May 25, 2009 § Leave a comment
honestly i think becoming more alive and more human and more in love w Jesus just make me more messed up. it sounds weird bc you would think that growing closer to Him would make you a better person. well the definition of better here is whats difficult.
on the outside the surface level whats visible as outward appearances tell me im fine. coasting. masks. sometimes i just numb myself unconsciously bc thats what human heart does in order to not feel pain. then one layer under if you really know whats going on you will say that i am hella fucked up right now. why does Jesus let me go through stuff like this? why does hatty do what she does? voices whisper you dont learn hatty consequences what a whore you dont love Jesus. but the deeper i peer into, taking about a year to realize what Gods been doing with me all this time, coming to full circle, im seeing something else.

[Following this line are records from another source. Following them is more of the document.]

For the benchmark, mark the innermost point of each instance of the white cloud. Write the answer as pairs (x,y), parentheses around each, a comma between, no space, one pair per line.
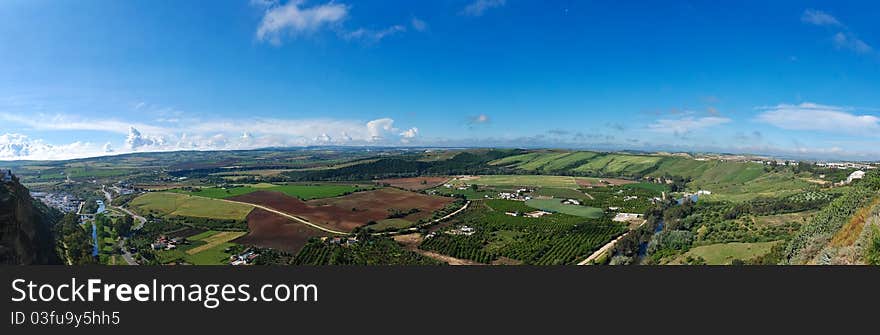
(221,134)
(418,24)
(686,125)
(479,7)
(378,128)
(374,35)
(64,122)
(294,19)
(409,135)
(851,42)
(18,146)
(135,140)
(482,118)
(819,18)
(816,117)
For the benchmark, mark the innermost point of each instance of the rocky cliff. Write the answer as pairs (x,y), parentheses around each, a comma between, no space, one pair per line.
(25,227)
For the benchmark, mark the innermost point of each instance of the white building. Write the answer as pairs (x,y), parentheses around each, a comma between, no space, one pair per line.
(855,175)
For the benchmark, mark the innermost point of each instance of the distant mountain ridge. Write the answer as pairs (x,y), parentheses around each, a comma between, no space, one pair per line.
(26,236)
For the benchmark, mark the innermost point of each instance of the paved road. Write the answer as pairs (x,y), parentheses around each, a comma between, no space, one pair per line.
(127,256)
(414,229)
(295,218)
(605,248)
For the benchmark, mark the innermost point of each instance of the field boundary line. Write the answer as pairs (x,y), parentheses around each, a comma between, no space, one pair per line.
(605,248)
(289,216)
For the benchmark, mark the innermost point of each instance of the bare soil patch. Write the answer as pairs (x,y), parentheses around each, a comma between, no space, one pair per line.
(348,212)
(414,183)
(270,230)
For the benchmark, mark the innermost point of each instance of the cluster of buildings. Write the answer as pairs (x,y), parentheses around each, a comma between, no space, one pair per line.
(460,187)
(519,195)
(626,217)
(343,241)
(845,165)
(463,230)
(858,174)
(533,214)
(245,258)
(164,243)
(61,201)
(775,161)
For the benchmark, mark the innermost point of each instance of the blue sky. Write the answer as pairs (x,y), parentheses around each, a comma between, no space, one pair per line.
(788,78)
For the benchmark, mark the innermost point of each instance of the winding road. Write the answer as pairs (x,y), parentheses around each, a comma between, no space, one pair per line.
(295,218)
(605,248)
(126,255)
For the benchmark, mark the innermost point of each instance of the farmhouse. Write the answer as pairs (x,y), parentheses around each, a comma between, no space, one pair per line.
(855,175)
(463,230)
(571,202)
(624,217)
(536,214)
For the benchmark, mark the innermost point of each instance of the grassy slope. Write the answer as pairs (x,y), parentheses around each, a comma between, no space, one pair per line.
(724,253)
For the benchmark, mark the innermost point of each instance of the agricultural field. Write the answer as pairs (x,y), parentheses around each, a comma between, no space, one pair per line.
(724,253)
(371,251)
(348,212)
(556,206)
(548,240)
(304,192)
(175,204)
(206,248)
(414,183)
(270,230)
(523,181)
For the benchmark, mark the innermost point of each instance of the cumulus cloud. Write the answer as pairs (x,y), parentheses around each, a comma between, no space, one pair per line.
(844,39)
(816,117)
(219,134)
(408,135)
(135,140)
(378,128)
(851,42)
(819,18)
(482,118)
(479,7)
(418,24)
(686,125)
(370,35)
(18,146)
(293,18)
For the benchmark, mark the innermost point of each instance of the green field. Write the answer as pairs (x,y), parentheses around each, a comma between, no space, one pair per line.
(206,248)
(304,192)
(727,180)
(390,224)
(555,205)
(564,193)
(554,239)
(167,203)
(724,253)
(526,180)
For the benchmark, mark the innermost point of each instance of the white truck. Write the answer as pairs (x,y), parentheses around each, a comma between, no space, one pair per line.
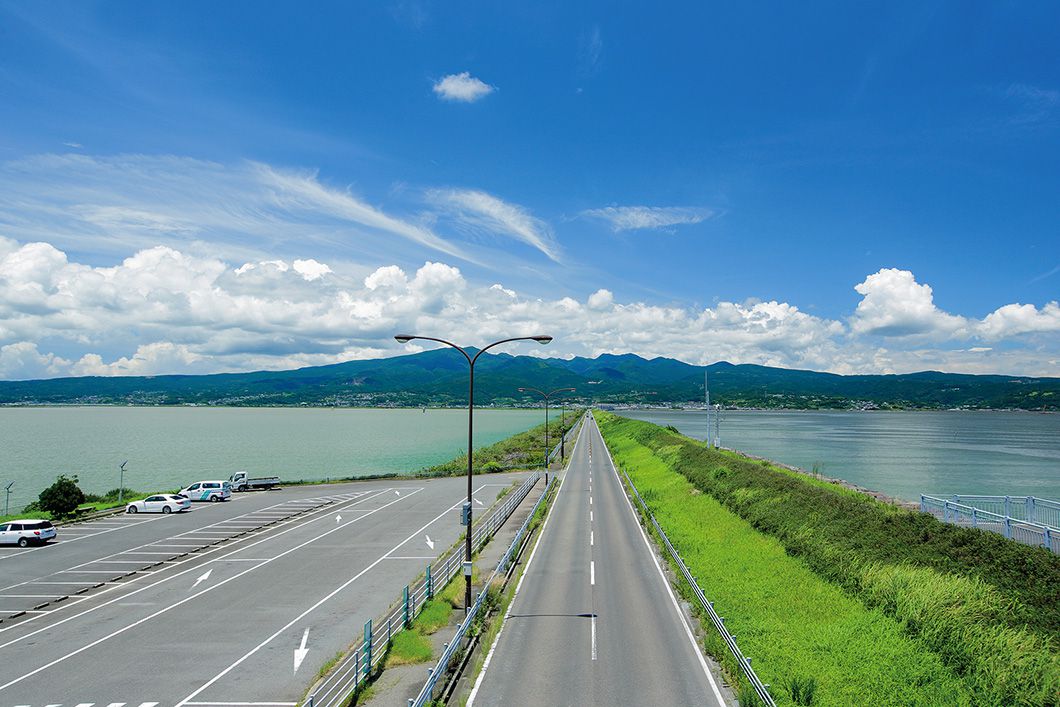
(240,481)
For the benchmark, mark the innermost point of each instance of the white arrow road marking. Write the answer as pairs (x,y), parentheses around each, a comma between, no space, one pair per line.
(300,652)
(202,578)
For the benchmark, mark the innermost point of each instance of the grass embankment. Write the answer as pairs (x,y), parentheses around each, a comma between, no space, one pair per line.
(523,451)
(882,605)
(92,504)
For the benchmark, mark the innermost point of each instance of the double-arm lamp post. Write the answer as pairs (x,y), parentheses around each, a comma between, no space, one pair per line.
(546,396)
(405,338)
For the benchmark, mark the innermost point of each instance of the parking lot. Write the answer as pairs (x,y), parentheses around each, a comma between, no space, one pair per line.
(208,606)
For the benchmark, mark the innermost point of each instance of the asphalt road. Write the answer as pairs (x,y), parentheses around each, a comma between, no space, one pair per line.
(221,625)
(594,621)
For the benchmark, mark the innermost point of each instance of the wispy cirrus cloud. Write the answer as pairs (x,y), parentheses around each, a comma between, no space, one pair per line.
(486,213)
(630,218)
(115,204)
(462,87)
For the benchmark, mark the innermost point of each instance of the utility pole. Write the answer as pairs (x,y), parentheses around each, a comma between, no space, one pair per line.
(121,482)
(718,425)
(706,391)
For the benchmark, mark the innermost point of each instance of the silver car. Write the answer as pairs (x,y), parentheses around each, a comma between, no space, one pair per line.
(159,504)
(27,531)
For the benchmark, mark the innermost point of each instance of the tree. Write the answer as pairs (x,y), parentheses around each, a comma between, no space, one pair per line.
(63,497)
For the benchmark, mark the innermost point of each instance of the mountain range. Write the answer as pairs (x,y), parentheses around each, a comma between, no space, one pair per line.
(440,377)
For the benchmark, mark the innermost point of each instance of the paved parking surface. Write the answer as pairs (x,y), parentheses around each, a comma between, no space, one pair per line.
(219,625)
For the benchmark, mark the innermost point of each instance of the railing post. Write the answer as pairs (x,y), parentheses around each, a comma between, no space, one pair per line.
(368,648)
(405,601)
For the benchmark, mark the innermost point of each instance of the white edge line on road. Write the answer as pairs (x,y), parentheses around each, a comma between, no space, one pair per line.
(294,523)
(312,608)
(666,582)
(594,636)
(526,570)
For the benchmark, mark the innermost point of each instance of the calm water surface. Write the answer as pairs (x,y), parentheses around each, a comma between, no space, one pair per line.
(900,454)
(168,447)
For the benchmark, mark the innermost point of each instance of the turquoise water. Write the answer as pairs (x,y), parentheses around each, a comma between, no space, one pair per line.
(899,454)
(166,447)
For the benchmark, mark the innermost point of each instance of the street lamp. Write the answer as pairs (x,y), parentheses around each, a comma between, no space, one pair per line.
(121,482)
(546,396)
(405,338)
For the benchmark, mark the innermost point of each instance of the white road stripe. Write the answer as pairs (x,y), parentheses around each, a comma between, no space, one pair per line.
(594,636)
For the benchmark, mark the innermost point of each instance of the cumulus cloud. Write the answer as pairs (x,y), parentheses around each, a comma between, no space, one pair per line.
(628,218)
(487,213)
(462,87)
(165,311)
(895,304)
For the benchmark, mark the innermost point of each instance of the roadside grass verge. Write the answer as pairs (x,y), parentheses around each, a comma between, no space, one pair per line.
(853,591)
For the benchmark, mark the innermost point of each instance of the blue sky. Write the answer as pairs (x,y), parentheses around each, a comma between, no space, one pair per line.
(848,187)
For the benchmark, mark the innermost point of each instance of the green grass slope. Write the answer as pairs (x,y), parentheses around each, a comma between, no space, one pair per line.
(819,570)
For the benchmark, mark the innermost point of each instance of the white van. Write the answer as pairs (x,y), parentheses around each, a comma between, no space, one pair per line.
(213,491)
(27,531)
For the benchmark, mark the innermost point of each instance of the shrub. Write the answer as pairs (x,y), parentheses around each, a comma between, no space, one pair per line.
(63,497)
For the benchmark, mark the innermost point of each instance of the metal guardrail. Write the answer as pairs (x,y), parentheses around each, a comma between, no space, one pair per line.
(1026,532)
(436,674)
(1031,509)
(357,666)
(761,689)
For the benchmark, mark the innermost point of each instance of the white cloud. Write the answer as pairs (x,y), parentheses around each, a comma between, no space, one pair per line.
(165,311)
(895,304)
(109,205)
(601,299)
(1016,319)
(487,213)
(462,87)
(628,218)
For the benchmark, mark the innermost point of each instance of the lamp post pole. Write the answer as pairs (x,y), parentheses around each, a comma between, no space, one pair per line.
(121,482)
(546,396)
(405,338)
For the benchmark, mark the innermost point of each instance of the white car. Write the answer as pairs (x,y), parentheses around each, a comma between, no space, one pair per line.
(23,532)
(159,504)
(215,491)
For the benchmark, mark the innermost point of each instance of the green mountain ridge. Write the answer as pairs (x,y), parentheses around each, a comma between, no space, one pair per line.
(440,377)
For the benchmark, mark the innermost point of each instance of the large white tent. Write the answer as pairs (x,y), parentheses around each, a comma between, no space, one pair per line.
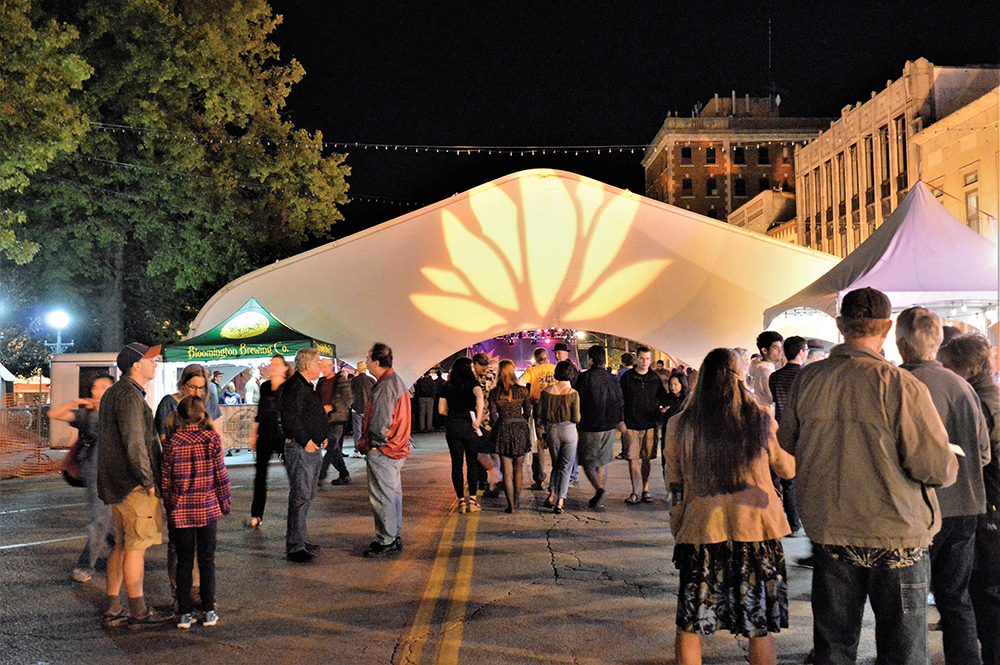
(535,249)
(921,255)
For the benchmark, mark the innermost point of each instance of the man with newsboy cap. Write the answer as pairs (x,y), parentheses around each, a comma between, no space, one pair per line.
(869,448)
(128,479)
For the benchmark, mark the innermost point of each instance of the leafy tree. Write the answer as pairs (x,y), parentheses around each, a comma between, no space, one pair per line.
(38,119)
(190,176)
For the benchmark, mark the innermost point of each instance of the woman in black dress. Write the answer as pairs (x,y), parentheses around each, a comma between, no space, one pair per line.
(267,437)
(462,403)
(510,410)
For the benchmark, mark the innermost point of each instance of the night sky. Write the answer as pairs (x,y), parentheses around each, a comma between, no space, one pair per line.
(581,73)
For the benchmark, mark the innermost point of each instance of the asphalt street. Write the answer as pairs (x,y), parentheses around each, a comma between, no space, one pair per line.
(533,587)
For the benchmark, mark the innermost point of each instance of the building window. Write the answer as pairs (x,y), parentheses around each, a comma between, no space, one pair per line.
(900,127)
(854,174)
(972,209)
(883,142)
(869,171)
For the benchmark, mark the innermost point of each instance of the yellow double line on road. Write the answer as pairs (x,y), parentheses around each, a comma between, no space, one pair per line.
(454,615)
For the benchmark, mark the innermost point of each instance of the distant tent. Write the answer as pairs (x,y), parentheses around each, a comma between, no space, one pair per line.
(921,255)
(251,332)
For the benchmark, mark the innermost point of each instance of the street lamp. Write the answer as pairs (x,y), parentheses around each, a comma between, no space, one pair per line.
(58,319)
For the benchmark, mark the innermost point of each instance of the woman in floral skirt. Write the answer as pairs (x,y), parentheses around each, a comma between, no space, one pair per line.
(727,518)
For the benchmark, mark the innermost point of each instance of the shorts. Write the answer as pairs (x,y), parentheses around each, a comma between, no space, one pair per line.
(639,444)
(139,520)
(596,449)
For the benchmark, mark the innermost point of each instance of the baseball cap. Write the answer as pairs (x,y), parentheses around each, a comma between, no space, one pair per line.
(866,303)
(133,353)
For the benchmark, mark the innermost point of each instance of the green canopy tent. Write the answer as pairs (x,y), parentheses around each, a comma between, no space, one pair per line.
(251,332)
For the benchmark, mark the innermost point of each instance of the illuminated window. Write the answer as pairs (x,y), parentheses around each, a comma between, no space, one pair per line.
(972,209)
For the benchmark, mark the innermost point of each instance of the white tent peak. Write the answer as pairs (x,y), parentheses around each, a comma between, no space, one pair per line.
(921,254)
(534,249)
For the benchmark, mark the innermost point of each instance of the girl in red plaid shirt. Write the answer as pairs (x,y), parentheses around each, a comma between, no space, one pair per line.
(196,494)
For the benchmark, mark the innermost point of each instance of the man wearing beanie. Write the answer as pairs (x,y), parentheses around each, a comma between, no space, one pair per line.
(128,479)
(869,447)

its incredible. the depth of things. i didnt know God thinks that big. a whole years worth of drama and heartbreaks and tears and spirits of depression actually meant one thing. and the closer i come to this truth i am becoming more and more undone messed up broken.
but i like this.
hope will not die. faith like a mountain that cannot be shaken. and love makes me bold, not fearing never fearing.
hah this is so triumphant. i started writing feeling like a victim and a sinner and somehow i sound like a queen with an iron scepter. the psalmist aint lying when he says you will tread on the lion and the cobra. hah lions and cobras.